Wszystko zaczęło się 10 maja, gdy grupa nomadów postanowiła zablokować konwój ciężarówek z węglem rozjeżdżających pastwiska. Chińczyk z grupy etnicznej Han wjechał ciężarówką w grupę demonstrantów zabijając jednego z nich. Przez region przetoczyła się fala protestów. Władze zareagowały demonstracją siły. Podczas rozpędzania pokojowych manifestacji zginęły dwie osoby.
Zdaniem Southern Mongolian Human Rights Information Center (SMHRIC) z siedzibą w Nowym Jorku w głównych miastach wprowadzono de facto stan wyjątkowy. Na ulicach roi się od policji i wojska, ograniczono dostęp do Internetu i przeprowadzono prewencyjne aresztowania mongolskich działaczy. Chińskie władze panicznie się boją, że protesty przerodzą się w falę rewolucji, podobną do tej w Afryce Północnej i na Bliskim Wschodzie. Oskarżają nawet zagranicę o próbę rozniecenia buntu. – Obce kraje próbują wyolbrzymiać ten incydent, bo mają w tym ukryty cel. Ale ich plany się nie powiodą – stwierdziła rzeczniczka chińskiego MSZ Jiang Yu. Pekin oprócz kija ma dla Mongołów też marchewkę.

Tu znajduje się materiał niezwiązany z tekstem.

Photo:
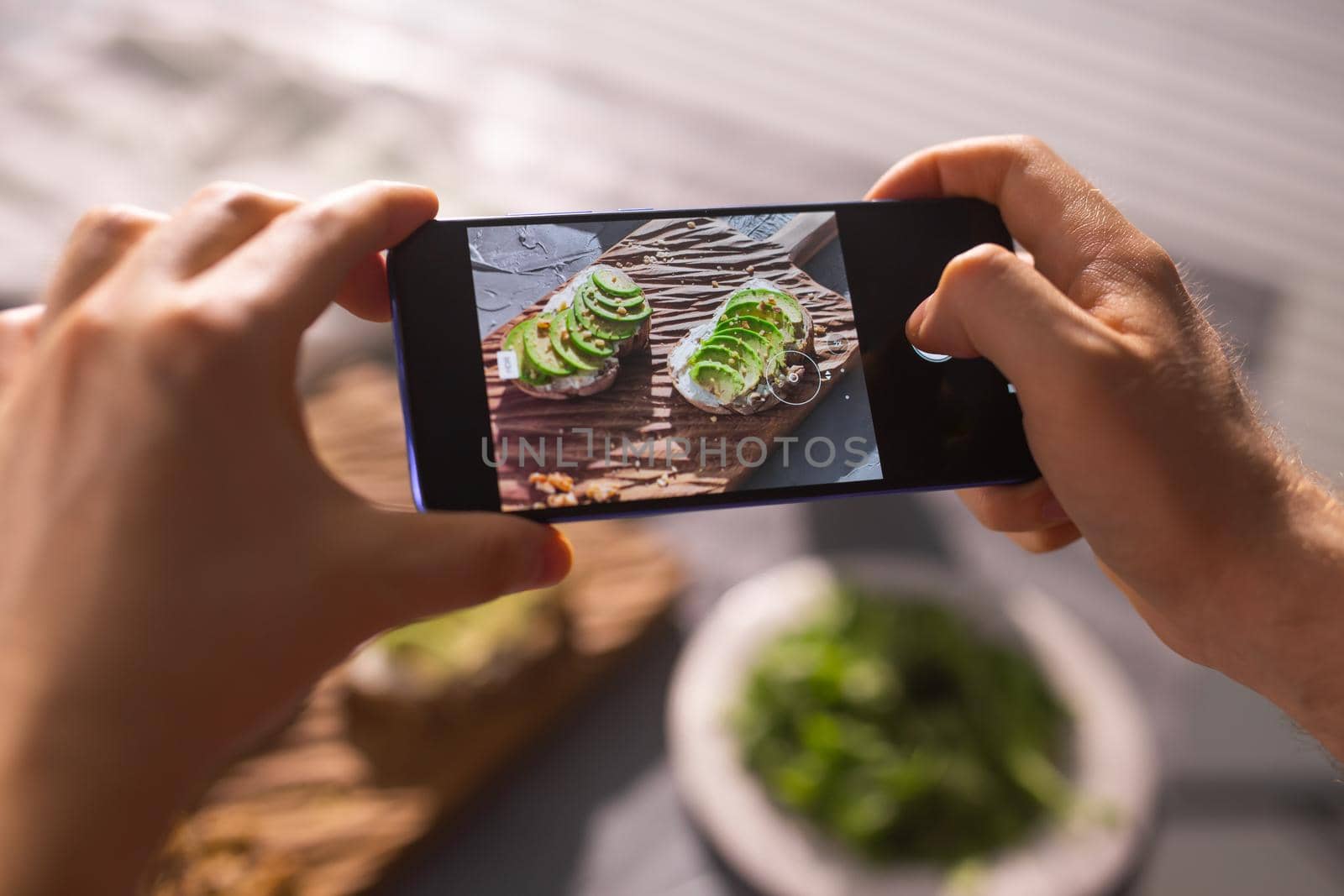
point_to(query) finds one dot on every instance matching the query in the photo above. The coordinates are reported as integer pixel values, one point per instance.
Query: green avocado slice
(566, 348)
(772, 335)
(722, 380)
(732, 352)
(774, 298)
(618, 315)
(611, 301)
(526, 371)
(615, 282)
(584, 338)
(537, 345)
(748, 338)
(759, 308)
(598, 324)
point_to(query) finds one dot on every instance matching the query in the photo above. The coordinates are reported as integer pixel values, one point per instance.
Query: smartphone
(591, 364)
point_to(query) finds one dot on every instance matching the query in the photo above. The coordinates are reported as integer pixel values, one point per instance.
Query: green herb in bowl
(902, 732)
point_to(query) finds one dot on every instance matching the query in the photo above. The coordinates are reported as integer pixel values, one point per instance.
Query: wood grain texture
(687, 269)
(355, 781)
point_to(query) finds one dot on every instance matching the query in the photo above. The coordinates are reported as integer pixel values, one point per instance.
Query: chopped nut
(600, 493)
(562, 481)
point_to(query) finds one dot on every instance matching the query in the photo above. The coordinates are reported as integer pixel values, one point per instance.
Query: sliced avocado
(618, 315)
(566, 348)
(584, 338)
(616, 282)
(722, 380)
(773, 336)
(514, 343)
(537, 345)
(598, 324)
(757, 307)
(748, 338)
(613, 302)
(773, 298)
(732, 352)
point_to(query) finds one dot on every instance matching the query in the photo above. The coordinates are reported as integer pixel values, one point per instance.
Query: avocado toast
(571, 347)
(738, 360)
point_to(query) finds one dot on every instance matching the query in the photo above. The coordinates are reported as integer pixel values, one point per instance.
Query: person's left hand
(176, 567)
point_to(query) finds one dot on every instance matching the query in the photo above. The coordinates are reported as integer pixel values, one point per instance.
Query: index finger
(1048, 206)
(326, 250)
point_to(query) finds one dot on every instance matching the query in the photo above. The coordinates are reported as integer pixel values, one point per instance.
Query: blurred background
(1215, 125)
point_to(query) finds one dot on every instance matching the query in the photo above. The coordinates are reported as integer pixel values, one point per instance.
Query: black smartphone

Oskarżony o rozjechanie pasterza chiński kierowca ma być postawiony przed sądem, a proces będzie jawny. Zamknięto też kopalnię, przy której doszło do incydentu. Państwowe gazety na pierwszych stronach piszą, że władze szanują mongolską kulturę i nomadów, a ich pretensje są częściowo uzasadnione. – Mniejszość mongolska była wzorem spokojnego współistnienia różnych kultur w Chinach. Mongołowie się nie buntowali i czuli się obywatelami Chin. Ale masowy napływ ludności z innych regionów spowodował, że poczuli się zagrożeni. Wystarczył incydent, aby rosnące od dawna napięcia ujrzały światło dzienne – tłumaczy „Rz" prof. Shaun Breslin z Uniwersytetu Warwick, czołowy brytyjski ekspert ds. Chin.
Mongolia Wewnętrzna była pierwszym regionem w Chinach, który otrzymał autonomię. Władze stawiały potem Mongołów za wzór Ujgurom, mniejszości muzułmańskiej z Xinjangu, i Tybetańczykom z Tybetu, gdzie protesty przeciwko rządom komunistów potrafią być wyjątkowo gwałtowne. W 2008 roku podczas zamieszek w Tybecie zginęło ponad 220 osób. Niewiele mniej zginęło rok później w Xinjangu. Mongołowie mają jednak coraz więcej pretensji do władz. Region, który stanowi 12 proc. chińskiego terytorium i jest zamieszkiwany zaledwie przez 24 milionów ludzi (na 1,3 mld), stał się celem masowej migracji. Ma to zagwarantować równomierny rozwój gospodarczy kraju, ale w efekcie rdzenni mieszkańcy stanowią już zaledwie 20 proc. ludności tych terenów. Reszta to głównie Chińczycy Han, którzy mają największy wpływ na sprawy prowincji.